Professors, associate professors and research staff from universities across Taiwan are suspected of using false receipts to claim research subsidies from the National Science Council.
To prevent local prosecutors’ offices from each handling such cases in different ways, Prosecutor-General Huang Shih-ming (黃世銘) has told them to treat professors from government-run universities as public officials as defined by the Criminal Code, and dozens of professors have been indicted on that basis.
However, Huang’s interpretation ignores the fact that the Criminal Code has been amended, and this is likely to prove problematic if professors from private universities are found to have committed the same crime.
The prosecutor’s view that professors at government-run universities should be treated as public officials diverges significantly from an amendment made to the Criminal Code in 2005 which intended to narrow the category of people defined as public officials. The wording of Article 10, Paragraph 2 of the amended code highlights this and defines public officials as “those who, empowered with legal function and power, …[are] engaged in public affairs in accordance with law.”
Professors at government-run universities do not have any legal functions or powers and are therefore not public officials by definition.
Huang has given his opinion, based on an unspecified judgement made by the Supreme Court, that professors at state-run universities are public officials as defined by Article 10. Under this view, if the professors are suspected of having claimed reimbursement for inflated expenses, they could be indicted on charges of corruption.
When academics apply for research funding from the National Science Council, that funding comes from the state, but academic research is a voluntary undertaking and does not involve any kind of official power. Treating it as a kind of legal function or power ignores the Criminal Code’s amendment. It also implies that funding for academic research is an implement of state rule, suggesting a vestige of authoritarian thinking.
This is not just absurd, but also an infringement on academic freedom.

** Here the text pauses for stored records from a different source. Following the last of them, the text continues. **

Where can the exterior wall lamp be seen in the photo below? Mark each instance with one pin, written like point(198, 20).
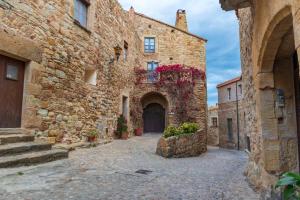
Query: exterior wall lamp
point(118, 51)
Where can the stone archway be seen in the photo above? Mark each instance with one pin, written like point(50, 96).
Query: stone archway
point(276, 83)
point(155, 109)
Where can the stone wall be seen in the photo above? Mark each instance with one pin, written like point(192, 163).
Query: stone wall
point(57, 100)
point(212, 130)
point(229, 111)
point(272, 128)
point(173, 46)
point(182, 146)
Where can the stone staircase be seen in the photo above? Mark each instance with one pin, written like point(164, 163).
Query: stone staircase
point(18, 148)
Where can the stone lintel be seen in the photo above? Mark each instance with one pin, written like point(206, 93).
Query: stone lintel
point(265, 80)
point(271, 155)
point(19, 48)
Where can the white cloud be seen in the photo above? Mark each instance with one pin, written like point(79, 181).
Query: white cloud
point(207, 19)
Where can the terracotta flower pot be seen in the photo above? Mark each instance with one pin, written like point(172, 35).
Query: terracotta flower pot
point(92, 138)
point(138, 132)
point(125, 136)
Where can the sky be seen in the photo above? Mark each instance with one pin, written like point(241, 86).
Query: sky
point(208, 20)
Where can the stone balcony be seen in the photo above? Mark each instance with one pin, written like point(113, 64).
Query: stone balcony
point(228, 5)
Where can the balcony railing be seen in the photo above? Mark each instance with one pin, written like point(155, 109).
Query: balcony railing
point(152, 77)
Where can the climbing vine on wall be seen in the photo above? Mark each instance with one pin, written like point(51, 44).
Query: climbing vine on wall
point(178, 80)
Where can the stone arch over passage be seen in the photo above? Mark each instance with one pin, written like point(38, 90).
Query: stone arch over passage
point(278, 95)
point(155, 109)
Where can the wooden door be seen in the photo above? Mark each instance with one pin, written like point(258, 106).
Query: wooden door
point(11, 92)
point(154, 118)
point(229, 129)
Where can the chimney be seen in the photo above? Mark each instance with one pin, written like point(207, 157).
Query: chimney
point(131, 13)
point(181, 22)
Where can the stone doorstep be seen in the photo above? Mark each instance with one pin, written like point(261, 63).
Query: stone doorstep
point(32, 158)
point(71, 147)
point(13, 131)
point(17, 148)
point(14, 138)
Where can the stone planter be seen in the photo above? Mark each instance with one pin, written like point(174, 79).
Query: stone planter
point(182, 146)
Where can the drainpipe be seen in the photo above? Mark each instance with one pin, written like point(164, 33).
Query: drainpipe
point(237, 115)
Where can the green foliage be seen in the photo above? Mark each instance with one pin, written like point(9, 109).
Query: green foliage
point(20, 173)
point(92, 133)
point(189, 128)
point(290, 182)
point(171, 131)
point(183, 129)
point(121, 126)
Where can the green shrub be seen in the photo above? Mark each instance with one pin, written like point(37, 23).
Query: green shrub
point(290, 182)
point(92, 133)
point(121, 126)
point(170, 131)
point(183, 129)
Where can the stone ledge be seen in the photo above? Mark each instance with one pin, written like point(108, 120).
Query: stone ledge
point(182, 146)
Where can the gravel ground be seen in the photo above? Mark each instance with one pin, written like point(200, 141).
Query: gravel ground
point(110, 172)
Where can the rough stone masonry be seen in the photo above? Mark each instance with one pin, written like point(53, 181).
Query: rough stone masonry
point(75, 78)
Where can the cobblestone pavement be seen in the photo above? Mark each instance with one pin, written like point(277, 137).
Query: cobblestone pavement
point(109, 172)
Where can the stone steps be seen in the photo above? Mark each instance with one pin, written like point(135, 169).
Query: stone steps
point(17, 148)
point(14, 131)
point(14, 138)
point(32, 158)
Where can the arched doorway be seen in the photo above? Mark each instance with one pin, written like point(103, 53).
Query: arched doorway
point(155, 109)
point(154, 118)
point(278, 95)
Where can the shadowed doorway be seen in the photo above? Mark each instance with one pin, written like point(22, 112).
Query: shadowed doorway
point(154, 118)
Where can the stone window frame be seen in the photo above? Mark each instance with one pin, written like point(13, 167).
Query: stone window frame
point(150, 72)
point(125, 53)
point(77, 21)
point(150, 50)
point(214, 121)
point(230, 132)
point(90, 76)
point(240, 89)
point(229, 93)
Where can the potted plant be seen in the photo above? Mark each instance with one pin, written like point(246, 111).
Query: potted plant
point(290, 183)
point(122, 128)
point(92, 135)
point(138, 132)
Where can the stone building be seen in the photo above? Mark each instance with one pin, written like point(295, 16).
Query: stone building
point(171, 45)
point(270, 40)
point(68, 66)
point(231, 115)
point(213, 126)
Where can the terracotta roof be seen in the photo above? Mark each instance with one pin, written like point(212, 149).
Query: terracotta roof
point(230, 81)
point(174, 27)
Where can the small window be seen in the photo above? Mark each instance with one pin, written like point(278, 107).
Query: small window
point(214, 122)
point(248, 143)
point(149, 45)
point(125, 106)
point(229, 93)
point(151, 66)
point(90, 77)
point(12, 72)
point(241, 89)
point(125, 50)
point(151, 75)
point(80, 11)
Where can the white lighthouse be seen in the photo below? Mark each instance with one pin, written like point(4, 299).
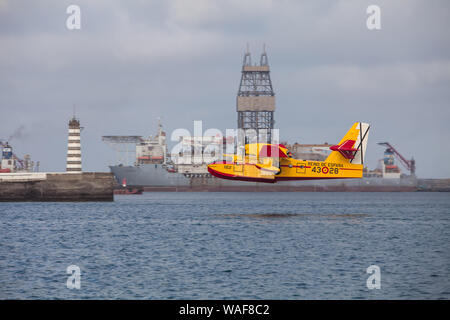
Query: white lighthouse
point(74, 147)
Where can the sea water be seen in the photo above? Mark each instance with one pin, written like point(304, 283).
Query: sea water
point(228, 246)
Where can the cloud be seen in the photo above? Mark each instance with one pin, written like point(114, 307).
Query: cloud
point(134, 61)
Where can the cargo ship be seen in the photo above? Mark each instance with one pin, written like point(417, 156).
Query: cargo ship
point(154, 169)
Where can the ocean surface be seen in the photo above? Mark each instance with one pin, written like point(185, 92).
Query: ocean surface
point(229, 246)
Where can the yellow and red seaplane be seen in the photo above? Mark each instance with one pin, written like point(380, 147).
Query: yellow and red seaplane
point(262, 162)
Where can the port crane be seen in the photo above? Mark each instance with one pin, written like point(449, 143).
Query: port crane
point(20, 161)
point(408, 164)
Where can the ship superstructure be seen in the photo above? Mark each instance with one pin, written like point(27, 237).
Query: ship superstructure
point(186, 169)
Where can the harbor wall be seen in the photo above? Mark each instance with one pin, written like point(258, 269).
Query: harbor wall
point(85, 186)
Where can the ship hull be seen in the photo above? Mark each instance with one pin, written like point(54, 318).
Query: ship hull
point(154, 177)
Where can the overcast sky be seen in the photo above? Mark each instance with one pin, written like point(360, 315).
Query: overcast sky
point(135, 61)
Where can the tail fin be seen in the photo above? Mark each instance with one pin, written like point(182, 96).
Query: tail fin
point(352, 148)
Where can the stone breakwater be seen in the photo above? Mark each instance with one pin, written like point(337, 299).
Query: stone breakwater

What should be done if professors at private universities are suspected of misconduct? The authorities may decide that such schools are not state-run and the professors there are not public officials. They could then only be indicted on relatively trivial charges such as breach of trust, fraud or forgery. That would go against the principle of equality.
On the other hand, the authorities may decide that professors at private universities should also face charges of corruption. That would involve an excessive widening of the definition of “public official” and would leave the original intention of the Criminal Code’s amendment, which attempts to limit the scope of this definition, in ruins.
The prosecutor-general has not made a universally applicable interpretation regarding this point. If he does not, prosecutors in different places will come up with their own interpretations and each do as they see fit.
This is why Huang’s view has met with a backlash from academics. Even Minister of Justice Tseng Yung-fu (曾勇夫) is questioning whether it is in keeping with the doctrine of nulla poena sine lege, which holds that people can only be punished for doing something that is specifically forbidden by law.
This is the kind of thing that happens when prosecutors make legal interpretations that are divorced from reality. Instead of providing a solution, it just causes more problems and controversies.
Wu Ching-chin is an associate professor in the Department of Law at Aletheia University.